Permitidme que hoy no vaya contracorriente, que más bien sea ella la que me arrastre al menos por unos metros.
Cuando un amigo se va… ¡qué vacío tan grande queda en nuestro interior! ¡Cuántas conversaciones rotas! ¡Una extraña sensación de soledad le encoge a uno el corazón! Entonces la tristeza echa mano de su único recurso, el recuerdo, el rememorar las conversaciones infinitas, los esfuerzos y aventuras que pasamos juntos, las miradas cómplices que nadie entendía, las bromas a medias, los consejos sobre mil temas, los cabreos que siempre surgieron de malos entendidos, el perdón de cualquier rencilla con un poco de buena voluntad y el abrazo de hermano.

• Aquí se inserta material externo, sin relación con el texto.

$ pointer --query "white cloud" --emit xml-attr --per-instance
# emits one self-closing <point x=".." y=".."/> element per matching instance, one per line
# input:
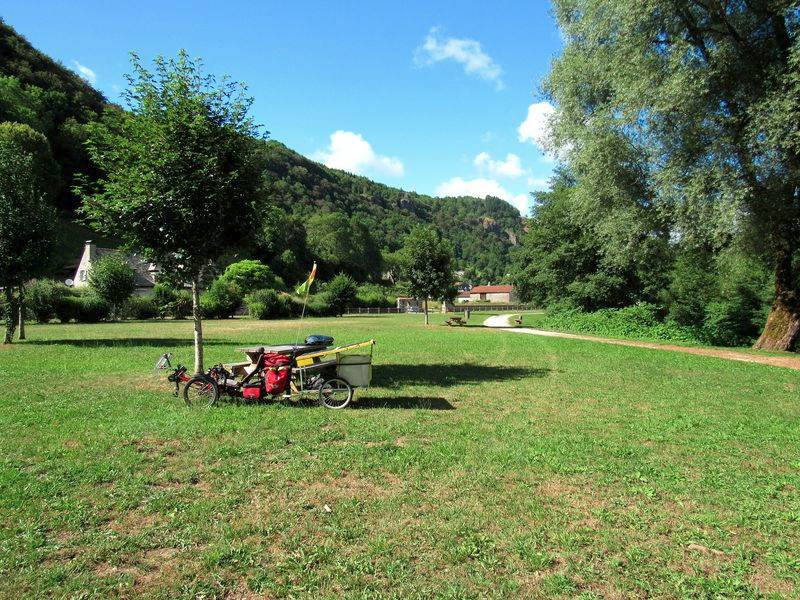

Lo peor es cuando ese amigo se va y no porque ponga cientos de kilómetros por medio, ni porque pase a mejor vida, sino cuando algo dentro de él cambia, se rompe y ya no hay dios que lo reconozca. Lo malo es cuando hablas con él y descubres que ya no es el mismo, su mente y su corazón ya no tienen los sueños que una vez tuvieron, sus palabras tienen intenciones que no alcanzas a entender, y el que una vez fue casi tu alter ego, tu amigo del alma, hoy es un conocido más, envuelto en historias que ya no son nuestras historias.
Y, sin embargo, seguirá teniendo mi amistad, tendrá mi ayuda si la necesita, esperaré paciente su regreso. ¿Qué otra cosa se puede hacer? No me tardes amigo, no me tardes.